Sábado, 6 de dezembro de 2025
APOIE
Menu

O Brasil sedia, a partir da próxima semana, o maior evento global sobre as mudanças climáticas, a 30ª Conferência das Partes (COP) sobre Mudança Climática e inova nesta edição trazendo a Cúpula dos Povos, um espaço de articulação dos movimentos sociais.

Segundo a Coordenadora do Programa de Clima e Energia para a América Latina da Fundação Rosa Luxemburgo, Elisangela Soldatelli, se houver alguma novidade relevante durante a COP30, ela deverá surgir desse espaço. “É muito provável que a inovação venha muito mais da Cúpula dos Povos do que das cúpulas dos governos”, afirma.

Em entrevista a Opera Mundi, a cientista política avalia que as COPs têm funcionado como “instrumentos de adaptação do capitalismo à crise climática” e crítica as iniciativas em torno do mercado de carbono, como o REDD+ e o Fundo Florestas Tropicais para Sempre (TFFF).

Em sua avaliação, essas medidas acirram o processo de financeirização da natureza, transformando a floresta em ativo financeiro. “A COP não é um espaço para a promoção de mudanças estruturais profundas”, afirma, destacando que esses modelos reforçam desigualdades e ameaçam os modos de vida dos povos da floresta.

Ela também convida a todos a conhecerem a coleção “Politizando o clima: poder, territórios e resistências”, organizada pela Fundação Rosa Luxemburgo, que aborda questões como energia e neocolonialismo, mercado de carbono, mudanças climáticas entre outros temas.

Acompanhe a entrevista.

Opera Mundi: A COP 30 começa com a Conferência dos Líderes a partir desta sexta-feira (07/11) em Belém. O que nós podemos esperar deste evento?

Elisangela Soldatelli: É importante termos em conta para quem está lucrando com esta COP e quem pode ser silenciado nesse processo. As COPs têm sido um instrumento de adaptação do sistema capitalista às crises ambientais e à crise climática.

As Conferências têm promovido muitos conceitos e políticas como a questão do mercado de carbono, o REDD+ (Redução de Emissões provenientes de Desmatamento e Degradação Florestal) e agora esse Fundo global (Florestas Tropicais para Sempre – TFFF) apresentado pelo governo como a grande solução.

Na Amazônia, especialmente, isso se agrava em termos do avanço do neo-extrativismo que vem transformando a floresta em commodity e fortalecido a aliança entre governos, empresas e setores que violam os direitos das comunidades tradicionais.

A COP é um espaço limitado e temos de ter isso em mente.
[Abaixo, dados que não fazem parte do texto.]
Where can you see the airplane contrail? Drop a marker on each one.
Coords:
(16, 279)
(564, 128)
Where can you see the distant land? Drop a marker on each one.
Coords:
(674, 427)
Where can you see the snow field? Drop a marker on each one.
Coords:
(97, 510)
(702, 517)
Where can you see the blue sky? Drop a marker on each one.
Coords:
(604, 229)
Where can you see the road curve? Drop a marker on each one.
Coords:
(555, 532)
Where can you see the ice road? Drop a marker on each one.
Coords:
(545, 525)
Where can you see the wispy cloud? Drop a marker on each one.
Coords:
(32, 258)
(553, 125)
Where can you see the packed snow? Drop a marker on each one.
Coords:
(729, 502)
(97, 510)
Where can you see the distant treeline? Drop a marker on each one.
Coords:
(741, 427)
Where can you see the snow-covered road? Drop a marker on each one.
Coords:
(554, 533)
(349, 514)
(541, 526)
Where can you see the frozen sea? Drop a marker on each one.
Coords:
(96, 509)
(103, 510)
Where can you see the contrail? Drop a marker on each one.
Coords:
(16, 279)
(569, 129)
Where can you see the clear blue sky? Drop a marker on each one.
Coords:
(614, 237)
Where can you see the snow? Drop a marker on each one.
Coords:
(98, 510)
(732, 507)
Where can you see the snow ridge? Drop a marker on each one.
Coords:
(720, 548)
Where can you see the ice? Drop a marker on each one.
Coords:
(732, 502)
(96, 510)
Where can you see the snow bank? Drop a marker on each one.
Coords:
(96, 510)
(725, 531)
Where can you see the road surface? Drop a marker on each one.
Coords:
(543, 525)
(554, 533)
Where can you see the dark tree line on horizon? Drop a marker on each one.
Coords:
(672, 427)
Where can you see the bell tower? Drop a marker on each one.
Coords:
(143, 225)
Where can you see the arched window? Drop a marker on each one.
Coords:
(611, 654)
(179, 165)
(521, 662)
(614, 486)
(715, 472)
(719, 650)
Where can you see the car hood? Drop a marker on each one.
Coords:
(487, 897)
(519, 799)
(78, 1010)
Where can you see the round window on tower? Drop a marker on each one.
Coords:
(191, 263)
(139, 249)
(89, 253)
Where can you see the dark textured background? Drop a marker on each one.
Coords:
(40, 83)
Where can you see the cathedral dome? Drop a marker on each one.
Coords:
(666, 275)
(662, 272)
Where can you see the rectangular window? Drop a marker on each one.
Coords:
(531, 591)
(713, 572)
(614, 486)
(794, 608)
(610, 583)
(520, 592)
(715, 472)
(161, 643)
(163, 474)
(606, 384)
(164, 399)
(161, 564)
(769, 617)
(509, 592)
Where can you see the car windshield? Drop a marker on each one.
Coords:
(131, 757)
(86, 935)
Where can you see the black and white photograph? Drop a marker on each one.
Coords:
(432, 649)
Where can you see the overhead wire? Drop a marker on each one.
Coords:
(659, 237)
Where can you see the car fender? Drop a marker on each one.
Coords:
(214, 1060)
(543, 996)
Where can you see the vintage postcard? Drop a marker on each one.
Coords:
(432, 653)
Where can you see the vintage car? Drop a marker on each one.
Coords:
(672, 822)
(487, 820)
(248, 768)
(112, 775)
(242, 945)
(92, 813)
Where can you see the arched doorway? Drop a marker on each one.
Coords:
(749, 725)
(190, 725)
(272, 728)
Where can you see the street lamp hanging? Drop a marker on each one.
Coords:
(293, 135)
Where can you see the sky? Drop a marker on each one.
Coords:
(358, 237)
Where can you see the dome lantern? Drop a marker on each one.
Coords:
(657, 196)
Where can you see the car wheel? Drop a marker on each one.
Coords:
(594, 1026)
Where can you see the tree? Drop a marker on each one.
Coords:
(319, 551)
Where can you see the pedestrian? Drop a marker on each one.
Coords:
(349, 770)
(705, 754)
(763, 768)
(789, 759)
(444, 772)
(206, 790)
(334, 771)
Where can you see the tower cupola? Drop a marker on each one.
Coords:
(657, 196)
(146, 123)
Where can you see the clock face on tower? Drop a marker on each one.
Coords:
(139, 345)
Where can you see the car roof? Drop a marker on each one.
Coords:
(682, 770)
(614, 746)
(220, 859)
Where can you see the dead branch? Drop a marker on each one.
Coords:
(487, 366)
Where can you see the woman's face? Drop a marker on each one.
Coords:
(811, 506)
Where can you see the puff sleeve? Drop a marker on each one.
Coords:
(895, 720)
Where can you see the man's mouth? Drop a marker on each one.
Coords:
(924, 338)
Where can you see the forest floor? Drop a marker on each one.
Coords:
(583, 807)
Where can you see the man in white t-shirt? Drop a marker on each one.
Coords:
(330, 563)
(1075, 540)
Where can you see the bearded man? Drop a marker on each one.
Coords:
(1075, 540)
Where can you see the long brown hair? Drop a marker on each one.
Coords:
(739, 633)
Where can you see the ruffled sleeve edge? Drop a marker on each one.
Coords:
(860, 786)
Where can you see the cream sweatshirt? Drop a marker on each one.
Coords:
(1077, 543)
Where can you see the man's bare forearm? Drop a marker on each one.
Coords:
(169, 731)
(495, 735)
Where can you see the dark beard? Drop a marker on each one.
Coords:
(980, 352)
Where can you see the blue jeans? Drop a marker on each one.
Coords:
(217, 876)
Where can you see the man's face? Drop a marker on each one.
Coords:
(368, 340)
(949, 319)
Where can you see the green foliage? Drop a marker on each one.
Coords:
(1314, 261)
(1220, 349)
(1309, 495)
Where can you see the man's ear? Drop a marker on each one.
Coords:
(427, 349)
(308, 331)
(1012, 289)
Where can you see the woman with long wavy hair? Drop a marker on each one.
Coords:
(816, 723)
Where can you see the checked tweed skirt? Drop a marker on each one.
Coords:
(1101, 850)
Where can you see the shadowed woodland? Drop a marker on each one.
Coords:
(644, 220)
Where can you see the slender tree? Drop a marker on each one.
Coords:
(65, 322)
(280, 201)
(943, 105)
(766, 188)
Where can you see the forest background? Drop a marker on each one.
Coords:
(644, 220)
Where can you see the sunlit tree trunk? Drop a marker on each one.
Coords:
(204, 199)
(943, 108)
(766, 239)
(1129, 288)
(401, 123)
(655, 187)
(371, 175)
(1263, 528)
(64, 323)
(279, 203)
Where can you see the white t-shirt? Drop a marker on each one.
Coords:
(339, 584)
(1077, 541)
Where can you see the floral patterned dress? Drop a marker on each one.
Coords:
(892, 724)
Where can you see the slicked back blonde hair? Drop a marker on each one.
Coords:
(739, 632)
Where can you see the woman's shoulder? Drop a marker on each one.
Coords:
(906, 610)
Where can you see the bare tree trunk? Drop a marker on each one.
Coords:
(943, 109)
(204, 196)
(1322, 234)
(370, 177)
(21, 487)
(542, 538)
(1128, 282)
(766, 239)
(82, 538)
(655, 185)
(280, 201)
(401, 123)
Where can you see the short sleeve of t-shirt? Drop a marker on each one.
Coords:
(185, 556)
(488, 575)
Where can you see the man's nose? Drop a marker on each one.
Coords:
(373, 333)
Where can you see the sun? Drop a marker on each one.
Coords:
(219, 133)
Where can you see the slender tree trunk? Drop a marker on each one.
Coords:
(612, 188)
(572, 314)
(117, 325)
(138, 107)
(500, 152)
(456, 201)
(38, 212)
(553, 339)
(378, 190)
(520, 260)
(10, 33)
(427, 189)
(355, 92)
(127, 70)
Por outro lado, é uma oportunidade de denúncia, mobilização e pressão social e temos no Brasil organizações sociais e ONGs bastante resistentes ao modelo hegemônico.

Além disso, teremos a presença da imprensa internacional em Belém, que poderá ampliar as reivindicações de pautas concretas e históricas, como a demarcação de terras indígenas, reforma agrária, regularização fundiária e políticas públicas de base que não entrarão nas discussões programadas.

O evento também será um momento de fortalecimento dos movimentos sociais e, em particular, dos movimentos amazônicos no sentido de organizar, reorganizar ou seguir organizando forças contra hegemônicas em direção a outros mundos possíveis que precisamos contemplar.

Como você avalia essas propostas em torno do mercado de carbono?

A COP não é um espaço para a promoção de mudanças estruturais profundas. Existem muitas limitações, disputas e interesses em jogo. Todas essas políticas em torno de mercado de carbono, o próprio Fundo, traz uma lógica em que tudo é apresentado como mensurável e negociável e a Amazônia vista como uma zona de sacrifício.

O REDD+, por exemplo, é apresentado como uma solução para conter e combater o desmatamento e as mudanças climáticas, mas, na prática, ele tem se mostrado uma ameaça aos territórios e aos modos de vida dos povos indígenas e das populações tradicionais.

A Fundação Rosa Luxemburgo acompanha esse processo. A maior crítica a esse processo é que ele promove uma financeirização da natureza, transformando as florestas, os territórios e os modos de vida dos povos tradicionais e comunidades indígenas em mercadoria.

Essas comunidades estão, simplesmente, deixando de praticar suas atividades tradicionais, como plantar, caçar, e de circular livremente por seus territórios frente ao controle e vigilância sobre as áreas onde esses projetos são implementados.

Isso representa uma forma estrutural e simbólica de violência, que não só ameaça a autonomia desses povos, mas também contribui para um genocídio cultural, apagando saberes, práticas ancestrais e s vínculos com a terra e o território.

São também mecanismos que reforçam as desigualdades, porque permitem que as grandes empresas continuem poluindo e comprando créditos de carbono, enquanto seguem desmatando, minerando e expandindo todo o processo vinculado com o agronegócio e as grandes monoculturas.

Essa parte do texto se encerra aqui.